A wrapper for read+parse

Note

This is the suggested use of CsvParser. If a directory has been specified into which the datafiles shall be saved, then saving will automatically be done.

Parameters
  • filename (str) – A filepath to an input csv file.

  • **kwargs – Any additional keyword argument that will be passed to any of the wrapped methods.

Returns

assays – A dictionary of all the extracted assays from the datafile storing the data as pandas DataFrames. Individual assays can also be accessed using the get method.

Return type

dict

read(filename: str, **kwargs)[source]

Reads an input csv file.

Parameters
  • filename (str) – A filepath to an input csv file.

  • **kwargs – Any additional keyword arguments to be passed to pandas’ read_csv function.

class qpcr.Parsers.Parsers.ExcelParser[source]

Bases: qpcr.Parsers.Parsers._CORE_Parser

Handles reading and parsing excel files that may contain multiple assays. It extracts datasets either through regex pattern matching or/and through provided decorators within the datafile.

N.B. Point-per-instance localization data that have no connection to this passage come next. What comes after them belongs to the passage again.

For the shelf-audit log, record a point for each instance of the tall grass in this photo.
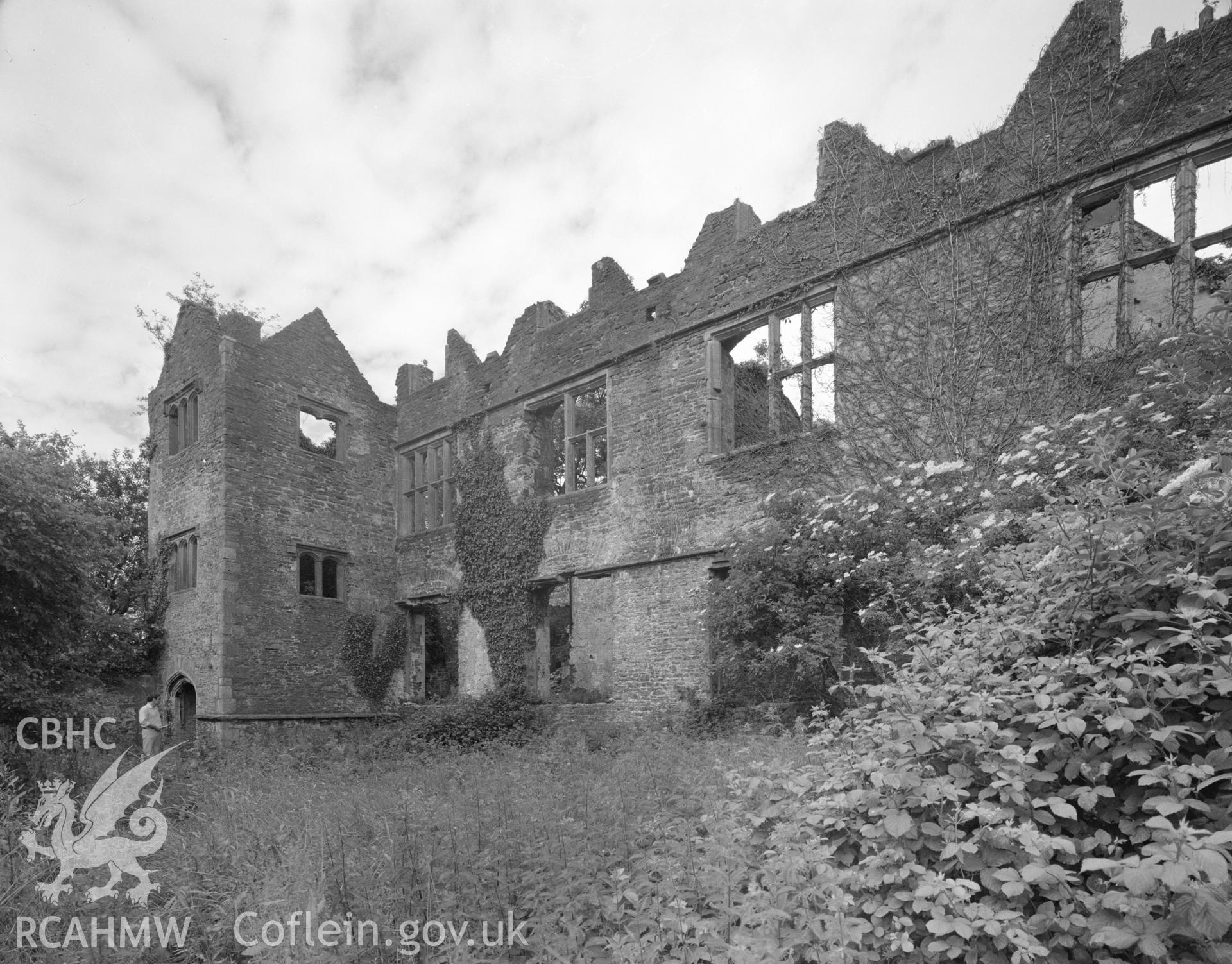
(549, 833)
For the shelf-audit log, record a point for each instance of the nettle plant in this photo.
(1043, 772)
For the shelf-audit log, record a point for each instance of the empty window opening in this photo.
(1126, 276)
(1214, 203)
(429, 491)
(560, 625)
(329, 578)
(184, 563)
(321, 574)
(182, 423)
(1102, 235)
(431, 663)
(578, 625)
(1155, 222)
(318, 435)
(1151, 297)
(572, 440)
(1099, 316)
(773, 377)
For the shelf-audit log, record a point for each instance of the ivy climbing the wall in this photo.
(372, 669)
(499, 545)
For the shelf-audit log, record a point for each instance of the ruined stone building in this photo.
(923, 305)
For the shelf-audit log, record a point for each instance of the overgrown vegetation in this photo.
(372, 666)
(198, 291)
(80, 600)
(1043, 770)
(1035, 768)
(499, 543)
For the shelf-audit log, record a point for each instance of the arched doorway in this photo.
(184, 709)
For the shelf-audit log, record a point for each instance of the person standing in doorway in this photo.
(152, 727)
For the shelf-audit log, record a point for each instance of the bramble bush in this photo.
(1043, 772)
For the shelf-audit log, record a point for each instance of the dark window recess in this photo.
(425, 479)
(573, 441)
(184, 563)
(773, 376)
(321, 574)
(182, 423)
(307, 574)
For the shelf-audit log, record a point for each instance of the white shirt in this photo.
(150, 716)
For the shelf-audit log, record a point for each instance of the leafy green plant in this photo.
(499, 543)
(372, 668)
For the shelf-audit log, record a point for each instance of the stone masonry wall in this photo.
(950, 269)
(285, 650)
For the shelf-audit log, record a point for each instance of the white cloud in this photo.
(412, 168)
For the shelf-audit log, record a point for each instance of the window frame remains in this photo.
(542, 415)
(427, 486)
(721, 388)
(183, 418)
(320, 557)
(1179, 253)
(183, 564)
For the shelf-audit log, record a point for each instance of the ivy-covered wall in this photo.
(953, 274)
(950, 267)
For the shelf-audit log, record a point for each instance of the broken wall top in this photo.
(1081, 108)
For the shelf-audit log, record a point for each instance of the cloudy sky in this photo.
(416, 167)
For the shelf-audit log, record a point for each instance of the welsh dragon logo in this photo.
(94, 846)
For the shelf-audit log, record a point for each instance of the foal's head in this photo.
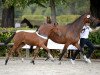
(88, 18)
(47, 29)
(24, 21)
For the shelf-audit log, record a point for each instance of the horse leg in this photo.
(18, 51)
(35, 54)
(77, 51)
(48, 51)
(63, 52)
(11, 51)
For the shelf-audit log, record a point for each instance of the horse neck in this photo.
(77, 25)
(28, 23)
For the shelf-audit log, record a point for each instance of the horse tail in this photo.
(9, 39)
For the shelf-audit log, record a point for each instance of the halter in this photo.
(44, 37)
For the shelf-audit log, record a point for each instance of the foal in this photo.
(34, 39)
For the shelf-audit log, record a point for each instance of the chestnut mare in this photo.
(33, 39)
(68, 34)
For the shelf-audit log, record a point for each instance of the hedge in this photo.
(94, 37)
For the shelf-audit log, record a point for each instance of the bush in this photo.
(64, 19)
(95, 37)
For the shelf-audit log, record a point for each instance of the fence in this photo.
(51, 45)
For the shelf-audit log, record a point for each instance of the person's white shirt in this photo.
(85, 32)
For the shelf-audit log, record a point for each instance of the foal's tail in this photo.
(9, 39)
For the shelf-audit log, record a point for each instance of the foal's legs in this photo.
(48, 51)
(11, 51)
(35, 54)
(63, 52)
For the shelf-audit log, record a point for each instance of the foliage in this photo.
(64, 19)
(95, 37)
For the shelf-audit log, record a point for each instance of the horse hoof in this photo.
(47, 59)
(52, 60)
(6, 61)
(32, 62)
(59, 63)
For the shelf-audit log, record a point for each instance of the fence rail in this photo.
(69, 54)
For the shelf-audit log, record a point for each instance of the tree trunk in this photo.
(8, 17)
(72, 8)
(95, 8)
(53, 11)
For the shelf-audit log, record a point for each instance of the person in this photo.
(84, 41)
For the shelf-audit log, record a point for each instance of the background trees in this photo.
(16, 8)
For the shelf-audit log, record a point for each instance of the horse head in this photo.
(88, 18)
(24, 21)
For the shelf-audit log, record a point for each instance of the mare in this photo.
(33, 39)
(70, 33)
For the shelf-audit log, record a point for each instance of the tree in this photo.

pipe(filename: str, **kwargs)[source]

A wrapper for read+parse

Note

This is the suggested use of ExcelParser. If a directory has been specified into which the datafiles shall be saved, then saving will automatically be done.

Parameters
  • filename (str) – A filepath to an input excel file.

  • **kwargs – Any additional keyword argument that will be passed to any of the wrapped methods.

Returns

assays – A dictionary of all the extracted assays from the datafile storing the data as pandas DataFrames. Individual assays can also be accessed using the get method.

Return type

dict

read(filename: str, sheet_name: str = 0, **kwargs)[source]

Reads an input excel file.

Parameters
  • filename (str) – A filepath to an input excel file.

  • sheet_name (int or str) – The name of a specific spreadsheet of the file to read. If none is provided by default the first sheet will be read. Only one single sheet can be read at a time. If an integer is provided the sheets will be accessed by their order, otherwise by their name (if a string is provided).

  • **kwargs – Any additional keyword arguments to be passed to pandas read_excel function.